I discovered Gutiarbackingtracks.com a while a ago and have downloaded some of the tracks to play along and practice with. It is awesome. 

The choice of material is a bit limited. does anyone know of any other sites where I can get good backing tracks? thanks, D


----------



## GuitarsCanada (Dec 30, 2005)

bluesmostly said:


> I discovered Gutiarbackingtracks.com a while a ago and have downloaded some of the tracks to play along and practice with. It is awesome.
> 
> The choice of material is a bit limited. does anyone know of any other sites where I can get good backing tracks? thanks, D


I dont know of any free ones. But I have gotten a lot of stuff from LickLibrary. They have the single tracks that you can download as well as the Jam with series that has stuff like The Eagles, AC/DC, Gary Moore etc etc. The thing I like about those is that you get both the guitar track and then one without. These are more than just your average backing track.


----------



## Ship of fools (Nov 17, 2007)

here is some.
Freshbt.com - Your Ultimate Source For Guitar Backing Tracks
Gilmourish » Backingtracks
Free Guitar Backing Tracks @ GuitarBackingTrack.com
And I thought that I would throw in a drum machine also.
Monkey Machine - online drum machine
Enjoy.Ship


----------



## bluesmostly (Feb 10, 2006)

thanks alot guys, some good stuff there.


----------



## avalancheMM (Jan 21, 2009)

iTunes carries some backing tracks that are quite good - just preview them first to make sure they are what you are looking for. I have bought the blues tracks and am quite happy with them. Also get the Guitar Center tracks ( guitarcenter.com) from their annual competition, most are Pete Anderson produced and are decent sound quality and good musicianship.

Regards


----------



## improvman (Dec 17, 2010)

I have just posted some new jam tracks to my site. Not sure if you are looking specific tracks of songs without the lead guitar track or just original tracks to jam over.

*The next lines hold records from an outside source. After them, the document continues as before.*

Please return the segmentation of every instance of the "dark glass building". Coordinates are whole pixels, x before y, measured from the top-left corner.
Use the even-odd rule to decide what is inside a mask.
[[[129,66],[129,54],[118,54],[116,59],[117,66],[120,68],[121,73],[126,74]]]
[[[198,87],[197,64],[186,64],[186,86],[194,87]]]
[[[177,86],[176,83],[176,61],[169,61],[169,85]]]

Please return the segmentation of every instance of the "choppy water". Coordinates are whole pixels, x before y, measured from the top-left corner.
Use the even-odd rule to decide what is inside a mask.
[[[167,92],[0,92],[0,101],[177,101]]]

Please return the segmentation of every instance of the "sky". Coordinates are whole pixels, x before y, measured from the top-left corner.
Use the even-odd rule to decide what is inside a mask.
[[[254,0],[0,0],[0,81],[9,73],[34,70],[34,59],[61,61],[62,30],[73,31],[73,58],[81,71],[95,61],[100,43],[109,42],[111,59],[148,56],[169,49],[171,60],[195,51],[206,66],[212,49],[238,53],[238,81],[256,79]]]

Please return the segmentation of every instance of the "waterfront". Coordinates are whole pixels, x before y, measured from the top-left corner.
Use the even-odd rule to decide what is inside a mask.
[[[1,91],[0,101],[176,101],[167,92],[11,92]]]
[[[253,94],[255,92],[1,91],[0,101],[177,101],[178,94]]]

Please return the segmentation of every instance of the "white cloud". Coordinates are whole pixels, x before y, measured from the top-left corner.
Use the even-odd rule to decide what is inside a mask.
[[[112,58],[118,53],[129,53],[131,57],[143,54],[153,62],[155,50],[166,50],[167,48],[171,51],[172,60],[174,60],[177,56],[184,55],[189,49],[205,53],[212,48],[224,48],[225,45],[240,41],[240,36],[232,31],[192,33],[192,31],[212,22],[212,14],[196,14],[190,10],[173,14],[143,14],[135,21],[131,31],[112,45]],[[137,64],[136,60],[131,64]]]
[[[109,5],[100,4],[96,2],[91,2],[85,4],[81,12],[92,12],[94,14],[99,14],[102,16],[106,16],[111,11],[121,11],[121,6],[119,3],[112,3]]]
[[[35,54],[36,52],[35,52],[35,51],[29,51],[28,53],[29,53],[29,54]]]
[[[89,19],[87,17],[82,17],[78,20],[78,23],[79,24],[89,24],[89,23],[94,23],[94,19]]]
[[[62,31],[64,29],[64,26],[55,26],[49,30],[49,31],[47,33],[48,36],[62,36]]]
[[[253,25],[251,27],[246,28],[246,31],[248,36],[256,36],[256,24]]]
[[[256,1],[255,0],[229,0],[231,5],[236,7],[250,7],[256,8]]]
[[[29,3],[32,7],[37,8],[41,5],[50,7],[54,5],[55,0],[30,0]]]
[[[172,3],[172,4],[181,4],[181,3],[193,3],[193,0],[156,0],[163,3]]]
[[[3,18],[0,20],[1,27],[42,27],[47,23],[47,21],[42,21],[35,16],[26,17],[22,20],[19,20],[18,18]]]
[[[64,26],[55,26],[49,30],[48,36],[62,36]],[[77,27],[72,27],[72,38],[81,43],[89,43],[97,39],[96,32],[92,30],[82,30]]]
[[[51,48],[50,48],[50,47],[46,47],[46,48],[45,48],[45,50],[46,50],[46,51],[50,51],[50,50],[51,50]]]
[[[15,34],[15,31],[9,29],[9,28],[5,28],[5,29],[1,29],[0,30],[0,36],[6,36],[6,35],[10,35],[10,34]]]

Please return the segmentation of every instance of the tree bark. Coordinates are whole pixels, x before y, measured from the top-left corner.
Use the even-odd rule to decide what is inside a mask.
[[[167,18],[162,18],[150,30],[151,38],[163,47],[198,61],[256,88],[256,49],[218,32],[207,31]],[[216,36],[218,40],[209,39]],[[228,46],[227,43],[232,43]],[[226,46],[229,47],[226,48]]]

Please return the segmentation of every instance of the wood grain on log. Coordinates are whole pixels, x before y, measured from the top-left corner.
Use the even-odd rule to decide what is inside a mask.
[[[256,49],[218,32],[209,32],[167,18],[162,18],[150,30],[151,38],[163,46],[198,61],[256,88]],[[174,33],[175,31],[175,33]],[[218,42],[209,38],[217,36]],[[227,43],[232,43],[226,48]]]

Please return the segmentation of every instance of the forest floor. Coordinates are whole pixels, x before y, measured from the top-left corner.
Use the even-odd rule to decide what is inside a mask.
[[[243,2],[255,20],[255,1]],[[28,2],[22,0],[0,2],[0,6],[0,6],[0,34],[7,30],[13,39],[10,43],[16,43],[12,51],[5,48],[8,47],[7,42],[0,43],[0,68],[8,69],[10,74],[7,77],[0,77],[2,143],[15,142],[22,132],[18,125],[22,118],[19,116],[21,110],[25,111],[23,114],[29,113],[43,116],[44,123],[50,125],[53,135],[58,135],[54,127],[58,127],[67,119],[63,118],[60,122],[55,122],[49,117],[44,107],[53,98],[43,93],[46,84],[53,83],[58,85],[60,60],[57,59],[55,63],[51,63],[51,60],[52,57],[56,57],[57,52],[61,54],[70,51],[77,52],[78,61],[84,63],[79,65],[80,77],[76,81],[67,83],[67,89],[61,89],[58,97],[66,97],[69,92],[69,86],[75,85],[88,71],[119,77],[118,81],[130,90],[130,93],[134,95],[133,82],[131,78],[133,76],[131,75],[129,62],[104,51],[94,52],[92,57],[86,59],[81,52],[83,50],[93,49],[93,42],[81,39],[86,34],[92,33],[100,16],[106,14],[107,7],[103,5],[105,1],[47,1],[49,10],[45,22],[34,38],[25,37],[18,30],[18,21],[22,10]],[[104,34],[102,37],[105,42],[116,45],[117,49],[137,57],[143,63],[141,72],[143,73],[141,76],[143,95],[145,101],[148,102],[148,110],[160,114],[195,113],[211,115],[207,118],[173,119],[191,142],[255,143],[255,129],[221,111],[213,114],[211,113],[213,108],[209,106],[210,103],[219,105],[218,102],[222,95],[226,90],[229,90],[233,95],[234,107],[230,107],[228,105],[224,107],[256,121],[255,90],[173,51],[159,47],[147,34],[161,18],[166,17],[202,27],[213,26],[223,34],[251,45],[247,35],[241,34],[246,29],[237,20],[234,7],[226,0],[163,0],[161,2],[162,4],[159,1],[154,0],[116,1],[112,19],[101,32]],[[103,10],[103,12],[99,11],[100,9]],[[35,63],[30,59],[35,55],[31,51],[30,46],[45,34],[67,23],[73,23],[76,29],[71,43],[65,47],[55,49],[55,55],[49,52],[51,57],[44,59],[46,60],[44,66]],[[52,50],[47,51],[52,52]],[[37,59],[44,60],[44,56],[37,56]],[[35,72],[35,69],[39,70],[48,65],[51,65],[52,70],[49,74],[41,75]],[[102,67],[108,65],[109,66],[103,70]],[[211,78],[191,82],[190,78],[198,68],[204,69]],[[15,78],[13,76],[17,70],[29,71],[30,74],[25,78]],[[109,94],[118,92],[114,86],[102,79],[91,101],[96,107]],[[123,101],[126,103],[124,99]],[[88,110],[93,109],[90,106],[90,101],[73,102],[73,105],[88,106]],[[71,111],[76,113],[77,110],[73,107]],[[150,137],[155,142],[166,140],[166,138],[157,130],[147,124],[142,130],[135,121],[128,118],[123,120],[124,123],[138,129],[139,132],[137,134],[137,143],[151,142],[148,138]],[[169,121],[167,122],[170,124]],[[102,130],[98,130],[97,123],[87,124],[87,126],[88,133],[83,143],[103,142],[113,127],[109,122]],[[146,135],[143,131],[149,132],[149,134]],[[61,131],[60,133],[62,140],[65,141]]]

Please check out my site and tell me what you think...GuitarJamTracksHQ.com


----------



## ThePass (Aug 10, 2007)

I have this bookmarked:
http://www.guitarcats.com/content/free-backing-tracks

Try that.


----------



## GuitarsCanada (Dec 30, 2005)

Ship of fools said:


> here is some.
> Freshbt.com - Your Ultimate Source For Guitar Backing Tracks
> Gilmourish » Backingtracks
> Free Guitar Backing Tracks @ GuitarBackingTrack.com
> ...


couple of nice, well done tracks on that Gilmourish site. I grabbed a few.


----------



## cheezyridr (Jun 8, 2009)

all your backing trax are belong to us. here is pretty much all the backing tracks you can get for free:

Forums - Post Poetry & Art


----------



## cheezyridr (Jun 8, 2009)

for some reason it wouldn't let me edit my last post. i just wanted to add that this guy has some really good ones, and there is a bunch of other really cool stuff on his site: Blues Backing Tracks


----------



## BIGDC (Aug 16, 2011)

All blues based but varying styles from rock to Chicago to jazz to 2nd lineGuitar Center - Guitar Center's King of the Blues 2010


----------